See 16 Del.C. Ch. 31 and Department of Health and Social Services regulations promulgated thereunder, 16 DE Admin. Code 4204 Care and Transportation of the Dead.

9 DE Reg. 1188 (02/01/06)

22 DE Reg. 1012 (06/01/19)

27 DE Reg. 863 (05/01/24)

 

9.0 Disposal of Infectious Articles, Remains

No person shall dispose of articles, or human or animal remains known or suspected to be capable of infecting others with a communicable disease in such a manner whereby exposure to such infectious agents may occur. See also 16 DE Admin. Code 4204 Care and Transportation of the Dead, Section 10.0 ("Disposition of Amputated Parts of Human Bodies").

9 DE Reg. 1188 (02/01/06)

22 DE Reg. 1012 (06/01/19)

27 DE Reg. 863 (05/01/24)

 

10.0 Diseased Animals

10.1 Importation and Sale. No person shall bring into this state or offer for sale domestic or wild animals infected or suspected to be infected with a disease communicable from animals to man.

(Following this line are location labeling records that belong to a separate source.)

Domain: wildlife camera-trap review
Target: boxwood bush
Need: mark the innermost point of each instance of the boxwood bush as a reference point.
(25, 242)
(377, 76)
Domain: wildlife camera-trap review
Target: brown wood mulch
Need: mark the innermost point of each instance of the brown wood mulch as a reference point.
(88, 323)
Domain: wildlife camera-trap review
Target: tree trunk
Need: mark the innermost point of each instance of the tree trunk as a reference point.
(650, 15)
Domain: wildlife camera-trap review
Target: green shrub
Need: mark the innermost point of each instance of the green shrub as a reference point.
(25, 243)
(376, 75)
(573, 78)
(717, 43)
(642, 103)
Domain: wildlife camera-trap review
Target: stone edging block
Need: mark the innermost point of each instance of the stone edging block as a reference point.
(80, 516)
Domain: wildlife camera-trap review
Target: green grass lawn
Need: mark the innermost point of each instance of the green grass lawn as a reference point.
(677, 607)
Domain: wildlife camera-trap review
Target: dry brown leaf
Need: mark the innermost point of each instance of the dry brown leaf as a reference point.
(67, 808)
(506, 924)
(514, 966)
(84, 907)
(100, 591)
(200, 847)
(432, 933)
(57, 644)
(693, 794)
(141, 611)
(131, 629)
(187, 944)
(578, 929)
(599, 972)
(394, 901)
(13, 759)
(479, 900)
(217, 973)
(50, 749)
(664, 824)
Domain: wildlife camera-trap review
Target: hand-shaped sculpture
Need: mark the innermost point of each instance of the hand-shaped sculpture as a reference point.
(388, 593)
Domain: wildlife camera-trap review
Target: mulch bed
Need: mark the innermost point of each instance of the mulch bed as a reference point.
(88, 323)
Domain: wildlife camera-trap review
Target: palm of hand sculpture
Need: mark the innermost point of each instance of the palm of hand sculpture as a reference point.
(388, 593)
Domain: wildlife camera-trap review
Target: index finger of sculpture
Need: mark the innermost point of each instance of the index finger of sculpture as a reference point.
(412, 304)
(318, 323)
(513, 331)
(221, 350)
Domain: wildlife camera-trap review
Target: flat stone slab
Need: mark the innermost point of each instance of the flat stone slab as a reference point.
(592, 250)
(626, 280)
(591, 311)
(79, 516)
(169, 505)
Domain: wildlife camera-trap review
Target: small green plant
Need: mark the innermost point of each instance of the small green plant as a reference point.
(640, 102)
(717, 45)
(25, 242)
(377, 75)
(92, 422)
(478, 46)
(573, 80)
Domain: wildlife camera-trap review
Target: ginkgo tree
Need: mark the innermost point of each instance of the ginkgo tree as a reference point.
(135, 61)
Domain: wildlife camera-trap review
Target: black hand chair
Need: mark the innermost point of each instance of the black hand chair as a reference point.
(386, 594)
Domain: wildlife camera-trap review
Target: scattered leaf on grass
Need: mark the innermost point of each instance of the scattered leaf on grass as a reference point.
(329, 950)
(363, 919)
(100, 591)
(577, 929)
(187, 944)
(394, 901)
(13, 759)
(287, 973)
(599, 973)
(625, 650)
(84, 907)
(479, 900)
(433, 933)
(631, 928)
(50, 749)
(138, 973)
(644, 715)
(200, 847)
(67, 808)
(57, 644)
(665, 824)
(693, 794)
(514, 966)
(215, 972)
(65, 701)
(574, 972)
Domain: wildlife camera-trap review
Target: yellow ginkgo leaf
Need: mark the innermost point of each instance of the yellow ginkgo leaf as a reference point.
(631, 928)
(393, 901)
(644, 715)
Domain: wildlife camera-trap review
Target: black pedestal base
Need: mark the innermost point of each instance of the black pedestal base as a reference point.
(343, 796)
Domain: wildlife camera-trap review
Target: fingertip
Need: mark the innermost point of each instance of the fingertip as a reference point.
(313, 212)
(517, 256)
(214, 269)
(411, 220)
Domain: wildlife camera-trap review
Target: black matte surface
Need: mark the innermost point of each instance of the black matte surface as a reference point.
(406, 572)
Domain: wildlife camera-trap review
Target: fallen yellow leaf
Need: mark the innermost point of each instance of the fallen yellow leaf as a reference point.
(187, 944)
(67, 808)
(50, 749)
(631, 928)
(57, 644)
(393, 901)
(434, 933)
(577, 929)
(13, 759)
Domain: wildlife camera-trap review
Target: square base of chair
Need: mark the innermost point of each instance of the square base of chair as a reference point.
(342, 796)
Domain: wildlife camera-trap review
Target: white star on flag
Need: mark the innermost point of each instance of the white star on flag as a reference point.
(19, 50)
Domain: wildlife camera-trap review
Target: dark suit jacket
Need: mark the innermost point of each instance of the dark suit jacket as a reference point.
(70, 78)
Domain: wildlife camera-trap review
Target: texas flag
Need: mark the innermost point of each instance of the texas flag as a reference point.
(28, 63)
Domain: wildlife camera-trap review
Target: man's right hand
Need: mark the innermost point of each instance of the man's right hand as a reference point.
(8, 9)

10.2 Notification. It shall be the duty of persons having custody of care of animals infected or suspected to be infected with a disease transmitted from animals to man to notify the Division Director or designee of the infection.

9 DE Reg. 1188 (02/01/06)

22 DE Reg. 1012 (06/01/19)

23 DE Reg. 665 (02/01/20)

 

11.0 Notification of Emergency Medical Care Providers of Exposure to Communicable Diseases

11.1 For the purposes of Section 11.0 of this regulation, the following definitions shall apply.

"Emergency medical care provider" means a fire fighter, law enforcement officer, paramedic, emergency medical technician, correctional officer, ambulance attendant, or other person who serves as employee or volunteer of an ambulance service or provides prehospital emergency medical service.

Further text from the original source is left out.